Has an ongoing dispute between Mayor Stephanie Miner and the Syracuse Common Council put public safety at risk?
On Tuesday afternoon, the Council put on hold a request by Police Chief Frank Fowler 34 police vehicles including unmarked cars that would be used in undercover investigations. Chief Fowler became visibly angry after the council meeting, accusing the lawmakers, in particular Lance Denno of being "irresponsible" and "putting public safety at risk."
Denno denied the accusation and pointed out that he had simply changed the Chief's request. Denno also pointed out that a number of officers have assigned cars that they drive to and from work that could be used. Chief Fowler called that a "lame excuse."

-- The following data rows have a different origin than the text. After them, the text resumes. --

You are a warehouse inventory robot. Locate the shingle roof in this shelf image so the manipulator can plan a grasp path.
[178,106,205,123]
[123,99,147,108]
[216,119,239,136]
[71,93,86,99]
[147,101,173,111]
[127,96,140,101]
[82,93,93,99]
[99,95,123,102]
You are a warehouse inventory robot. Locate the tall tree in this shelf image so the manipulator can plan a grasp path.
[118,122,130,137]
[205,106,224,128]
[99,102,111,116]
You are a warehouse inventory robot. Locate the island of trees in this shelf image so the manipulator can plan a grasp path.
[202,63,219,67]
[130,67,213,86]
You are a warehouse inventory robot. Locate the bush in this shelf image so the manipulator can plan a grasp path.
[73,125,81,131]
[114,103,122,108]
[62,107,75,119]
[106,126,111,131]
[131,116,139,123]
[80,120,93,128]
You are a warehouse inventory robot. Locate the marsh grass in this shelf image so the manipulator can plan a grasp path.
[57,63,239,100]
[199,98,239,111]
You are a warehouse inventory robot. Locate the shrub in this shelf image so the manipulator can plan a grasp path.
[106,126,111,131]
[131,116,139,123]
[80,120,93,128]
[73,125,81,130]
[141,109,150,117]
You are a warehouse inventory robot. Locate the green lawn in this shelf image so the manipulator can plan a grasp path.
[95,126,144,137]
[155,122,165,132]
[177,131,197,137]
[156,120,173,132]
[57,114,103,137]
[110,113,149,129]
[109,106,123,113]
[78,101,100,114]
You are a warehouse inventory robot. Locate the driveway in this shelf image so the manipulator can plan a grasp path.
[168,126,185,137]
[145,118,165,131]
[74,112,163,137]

The police car controversy is seen by many as the latest example of a growing dispute between the Council and Mayor Stephanie Miner. The Mayor has had difficulty recently over her decisions to cut spending such as the closing of the Ida Benderson Senior Center.
"For us the problem has been, they say we don't like what you've decided and we say give us an alternative and they say we simply don't like that." Miner explained to reporters Tuesday.

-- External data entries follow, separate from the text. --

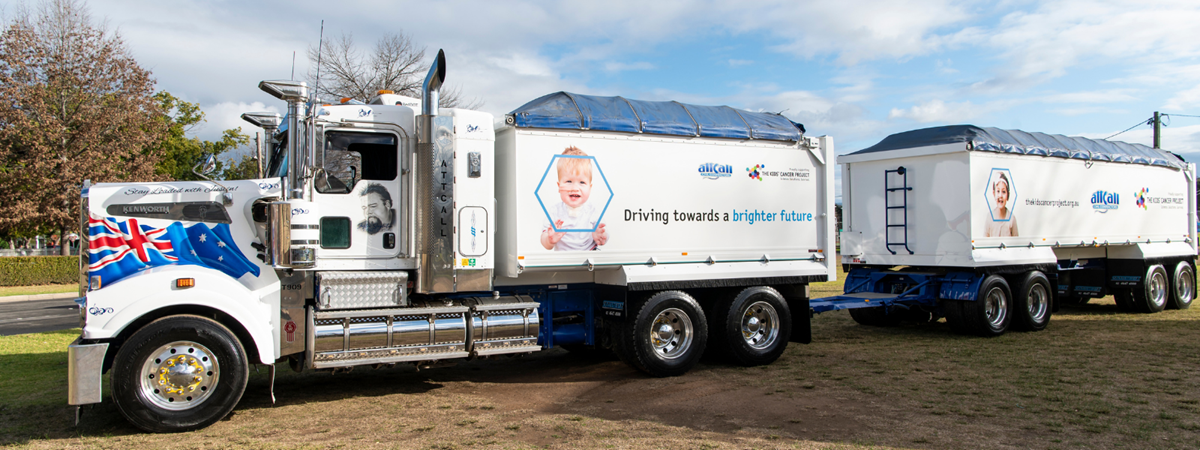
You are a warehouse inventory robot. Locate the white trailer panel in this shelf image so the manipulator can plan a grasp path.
[839,128,1195,266]
[496,127,833,283]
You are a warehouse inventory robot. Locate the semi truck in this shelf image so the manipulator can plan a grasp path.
[811,125,1196,336]
[68,52,838,432]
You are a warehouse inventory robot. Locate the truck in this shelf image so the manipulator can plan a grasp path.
[68,52,836,432]
[810,125,1196,336]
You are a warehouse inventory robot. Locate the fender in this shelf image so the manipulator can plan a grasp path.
[83,265,278,364]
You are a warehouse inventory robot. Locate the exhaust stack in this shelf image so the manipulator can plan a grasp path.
[415,50,457,294]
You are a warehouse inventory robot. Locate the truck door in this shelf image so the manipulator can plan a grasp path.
[313,130,404,262]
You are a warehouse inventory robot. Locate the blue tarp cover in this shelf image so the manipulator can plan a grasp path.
[851,125,1184,169]
[508,92,804,142]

Council Majority Leader Kathleen Joy says they're just being responsible to the voters who elected them by questioning the administration's decisions.
Mayor Miner says the City is facing a "fiscal crisis" which will get worse next year as the city deals with a $16 million deficit and the severe cuts that will come with it.
Her Chief of Staff, Bill Ryan has raised the possibility that if the situation worsens next year, the state could step in and appoint a Fiscal Control Board to handle the city's finances because local leaders are incapable of making tough decisions. Mayor Miner says she intends to avoid such a prospect. "Sometimes in a democracy, it gets a little messy before it gets effective. I think we're in the process right now where it's a little messy." Miner said.